MTAR Technologies Ltd
Q1 FY24 Earnings Call Analysis
Aerospace & Defense
fundraise: No informationcapex: Yesrevenue: Category 2margin: Category 1orderbook: Yes
💰fundraise
Any current/future new fundraising through debt or equity?
- No explicit mention of new fundraising through equity or debt in the call transcript.
- The company currently maintains healthy debt levels with an outstanding fund-based debt of INR190 crores and net debt of INR54.7 crores in FY'24.
- Cost of capital for working capital is around 6%, and for capex related loans (in USD), cost is expected not to exceed 7.5-8%.
- They plan to use USD loans for capex due to natural hedging.
- Positive cash flows from operations have improved, with a target to further increase by end of the current fiscal year.
- No announcements regarding fresh fundraising rounds; focus is on internal cash flow generation and cost management.
🏗️capex
Any current/future capex/capital investment/strategic investment?
- FY '25 Capex guidance is around INR 70-75 crores, including existing purchase orders from last year.
- FY '26 Capex will depend on new program wins and business cases; not yet factored into FY '25 plans.
- Separate capex may be required for specific projects like Fluence, decided based on business case analysis.
- Expansion of aerospace division with commissioning of Unit 7 in Hyderabad planned in June to cater to MNC orders.
- Working capital cost of capital remains low (~6%), with US dollar loans planned for capex to maintain cost under 7.5-8%.
- Strategic focus on growing defense and aerospace verticals, ongoing R&D and product development requiring investment.
- Future investments linked to order wins in nuclear, space, defense, clean energy sectors.
- Contract manufacturing poised to benefit as hydrogen fuel projects gain traction, though MTAR not directly entering hydrogen projects now.
📊revenue
Future growth expectations in sales/revenue/volumes?
- MTAR Technologies expects a revenue growth of 30% to 35% for FY ’25.
- For FY ’26, they anticipate growth of a minimum of 30% to 35% with improved EBITDA margins of 24%+.
- The company aims to diversify its customer base, reducing Bloom Energy's contribution to about 35%-40% of revenues by FY ’26.
- Bloom-related volumes are expected to recover and increase from the second half of FY ’25, improving margins.
- Aerospace revenues are expected to grow substantially, from INR 8 crores in FY ’24 to around INR 72 crores in FY ’25, backed by long-term agreements.
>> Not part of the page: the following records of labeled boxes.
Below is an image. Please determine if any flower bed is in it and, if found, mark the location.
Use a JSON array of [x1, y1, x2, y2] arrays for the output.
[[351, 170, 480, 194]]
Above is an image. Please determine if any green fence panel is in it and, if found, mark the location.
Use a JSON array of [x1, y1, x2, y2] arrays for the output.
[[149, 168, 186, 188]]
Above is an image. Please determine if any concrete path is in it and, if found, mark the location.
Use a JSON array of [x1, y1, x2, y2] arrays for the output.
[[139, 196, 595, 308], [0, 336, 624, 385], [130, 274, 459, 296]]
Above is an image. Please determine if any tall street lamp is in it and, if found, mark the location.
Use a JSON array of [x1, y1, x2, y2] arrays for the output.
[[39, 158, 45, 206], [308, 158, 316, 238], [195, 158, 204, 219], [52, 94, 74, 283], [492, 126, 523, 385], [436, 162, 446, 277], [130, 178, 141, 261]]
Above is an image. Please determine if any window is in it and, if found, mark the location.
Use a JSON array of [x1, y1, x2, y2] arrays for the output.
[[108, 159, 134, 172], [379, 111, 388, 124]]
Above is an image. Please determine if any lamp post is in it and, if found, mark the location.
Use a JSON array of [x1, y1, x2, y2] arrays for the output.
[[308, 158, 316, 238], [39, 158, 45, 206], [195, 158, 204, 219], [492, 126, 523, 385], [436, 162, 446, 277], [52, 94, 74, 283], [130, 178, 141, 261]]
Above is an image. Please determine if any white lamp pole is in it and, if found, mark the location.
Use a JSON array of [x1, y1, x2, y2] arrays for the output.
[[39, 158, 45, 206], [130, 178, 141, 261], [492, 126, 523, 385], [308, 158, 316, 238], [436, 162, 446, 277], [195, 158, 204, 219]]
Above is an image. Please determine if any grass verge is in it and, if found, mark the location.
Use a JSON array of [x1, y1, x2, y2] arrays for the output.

- The order book is expected to grow from INR 915 crores at FY ’24-end to INR 1,500 crores by March FY ’25.
- New sectors like nuclear, space, defense, and clean energy will contribute to future sales growth.
- First articles development costs impact current margins but are expected to generate strong revenue streams moving forward.
📈margin
Future growth expectations in earnings/operating earnings/profits/EPS?
- MTAR Technologies expects 30%-35% revenue growth for FY ’25 and continuing at least 30%-35% for FY ’26.
- EBITDA margins are projected to improve to around 22% in FY ’25 and further to 24%+ in FY ’26.
- Bloom Energy revenues are expected to grow modestly (~15% in FY ’25), with significant growth coming from other sectors like aviation.
- Margins are anticipated to improve in the second half of FY ’25 as operating leverage recovers, especially from Bloom and new verticals.
- Long-term, MTAR aims to diversify its customer base, reducing dependence on Bloom Energy to about 35%-40% revenue share by FY ’26.
- The company plans to benefit from new long-term contracts (e.g., aviation, defense) and expansion into aerospace verticals.
- Positive cash flows and order book growth support sustained earnings growth over the next 3-5 years.
📋orderbook
Current/ Expected Orderbook/ Pending Orders?
- The company closed FY'24 with an order book of INR 915 crores.
- Expecting to grow the order book to INR 1,400–1,500 crores by the end of FY'25.
- Strong order inflows expected from nuclear, space, defense, MNCs, and clean energy sectors.
- Anticipating about INR 650+ crores of nuclear orders flowing in, to be executed in the next financial year.
- Expecting another INR 70-80 crores in space orders within the current financial year.
- Significant aerospace orders expected, with ongoing development of first articles for various MNC customers.
- Orders linked to refurbishment at Tarapur nuclear reactor (INR 130-150 crores) expected in the second half of the year.
- Fluence Energy orders are tied to tender wins; currently not factored into the financial year revenue.
- Overall, a healthy and diversified order pipeline is projected, supporting robust revenue growth.